3.5. Simulation analyses versus functional tests
The third argument suggesting that simulation analyses are relatively irrelevant in this context is that these are purely statistical tests, which do not imply biological function. The tests used here develop explicit predictions based on biological functions (replicational mutation gradients, and coding redundancy between frames), and are therefore much more powerful and precise tools for the purpose of detecting genes. Positive results imply explicit biological functional evidence relevant to the matter at stake, which is that of the fine structure of functional genes. This lack of power for simulations randomizing synonymous codon usage is also shown by the previous point, where the method has a great chance of failing to detect a phenomenon if the gene population is of ‘mixed’ nature, and would require much more extensive and carefully designed simulation experiments. The circular code analysis is actually a test based to detect non-random codon usage, contrasting overlapping with non-overlapping sequences, and assuming specific coding properties for overlapping genes. It is in this sense a powerful tool that predicts which synonymous codon usages are favored, and which are disfavored in overlapping genes.
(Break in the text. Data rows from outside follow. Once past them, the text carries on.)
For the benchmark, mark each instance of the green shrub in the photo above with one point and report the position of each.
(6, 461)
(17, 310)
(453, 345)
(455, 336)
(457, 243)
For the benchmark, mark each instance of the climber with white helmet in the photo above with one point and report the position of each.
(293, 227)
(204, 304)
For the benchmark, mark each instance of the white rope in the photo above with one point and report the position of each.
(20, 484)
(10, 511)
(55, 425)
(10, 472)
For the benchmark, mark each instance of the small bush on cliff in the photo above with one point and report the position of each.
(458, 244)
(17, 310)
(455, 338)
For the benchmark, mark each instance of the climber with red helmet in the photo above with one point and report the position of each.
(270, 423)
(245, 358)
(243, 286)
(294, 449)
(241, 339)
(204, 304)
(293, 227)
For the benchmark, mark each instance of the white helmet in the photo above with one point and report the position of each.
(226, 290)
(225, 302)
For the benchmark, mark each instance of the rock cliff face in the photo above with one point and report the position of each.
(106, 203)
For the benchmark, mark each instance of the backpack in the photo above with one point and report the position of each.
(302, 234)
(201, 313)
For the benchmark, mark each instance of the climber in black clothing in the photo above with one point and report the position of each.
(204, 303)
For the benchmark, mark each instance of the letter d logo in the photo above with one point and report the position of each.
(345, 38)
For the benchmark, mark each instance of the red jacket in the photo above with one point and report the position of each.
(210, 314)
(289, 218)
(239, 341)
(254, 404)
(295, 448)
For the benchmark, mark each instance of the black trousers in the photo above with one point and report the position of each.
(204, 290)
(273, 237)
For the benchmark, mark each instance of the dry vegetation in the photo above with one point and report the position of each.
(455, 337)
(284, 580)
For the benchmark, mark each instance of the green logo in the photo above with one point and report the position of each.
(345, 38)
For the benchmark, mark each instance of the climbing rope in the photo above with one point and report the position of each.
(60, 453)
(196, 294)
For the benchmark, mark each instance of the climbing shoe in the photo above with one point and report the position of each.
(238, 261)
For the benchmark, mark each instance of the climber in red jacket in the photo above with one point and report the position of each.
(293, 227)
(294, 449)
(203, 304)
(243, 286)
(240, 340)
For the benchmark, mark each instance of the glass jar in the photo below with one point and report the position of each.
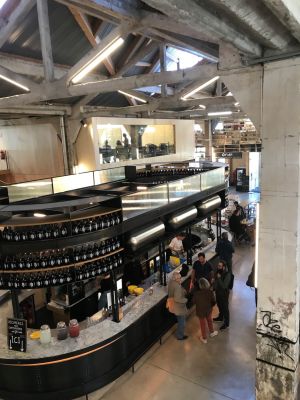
(62, 330)
(74, 328)
(45, 334)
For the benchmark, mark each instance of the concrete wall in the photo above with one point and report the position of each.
(34, 150)
(88, 156)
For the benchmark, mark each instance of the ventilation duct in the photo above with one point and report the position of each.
(142, 236)
(182, 217)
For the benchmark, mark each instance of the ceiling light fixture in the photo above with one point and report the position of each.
(132, 96)
(83, 123)
(14, 83)
(219, 113)
(104, 53)
(204, 85)
(39, 215)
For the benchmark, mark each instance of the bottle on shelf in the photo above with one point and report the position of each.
(47, 232)
(55, 231)
(77, 255)
(24, 236)
(40, 234)
(63, 230)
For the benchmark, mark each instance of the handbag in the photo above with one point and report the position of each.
(231, 282)
(170, 304)
(175, 261)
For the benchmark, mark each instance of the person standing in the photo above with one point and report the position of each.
(176, 245)
(178, 299)
(240, 211)
(221, 286)
(225, 250)
(201, 269)
(204, 299)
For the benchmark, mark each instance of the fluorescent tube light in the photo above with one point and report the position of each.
(256, 246)
(132, 96)
(220, 113)
(104, 53)
(204, 85)
(14, 83)
(39, 215)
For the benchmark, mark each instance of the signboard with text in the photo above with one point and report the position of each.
(17, 334)
(232, 154)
Simulation analyses also test for synonymous codon optimization, but do not include explicit predictions in relation to which codons should be favored and which should be avoided, and hence are devoid of any biological, functional meaning beyond that of statistical detection. They become hence relatively obsolete when the circular code approach yields positive results, even if these are not yet well understood in their biological context. Indeed, it is not clear how preference for circular code codons would disfavor the expression of an overlapping gene, and whether the small differences between tests based on codons from different frames of the circular code have a biological signification, especially that empirical results suggest very similar results for the three frames.
4. Conclusions
Various types of evidence coherently suggest that 3′-to-5′ inverted RNA polymerization occurs in mitochondria and that such RNA codes for proteins with different expression levels and probably important mitochondrial functions. Results were based on very diverse types of information and theory and were carefully considered in relation to possible artefacts. Despite that, it is by definition impossible to consider all potential confounding/artifactual factors that could account for positive results. Considering this, one has to keep in mind that while such factors can be found for each type of evidence, it is highly unlikely that a combination of such factors would have created a coherent picture that involves the various lines of evidence. Low probabilities for this at the level of each single test make this particularly unlikely when considering the whole picture. The huge priors against 3′-to-5′ inverted polymerization and coding are based on the force of habit, and a conceptual error where the lack of evidence for 3′-to-5′ inverted polymerization yields an impression of negative evidence. This should not be a reason to dismiss the presented positive evidence that is robust and justifies upholding preliminarily the working hypothesis of 3′-to-5′ inverted polymerization and coding.
Footnotes
Disclosure Statement
The author declares that no competing financial interests exist.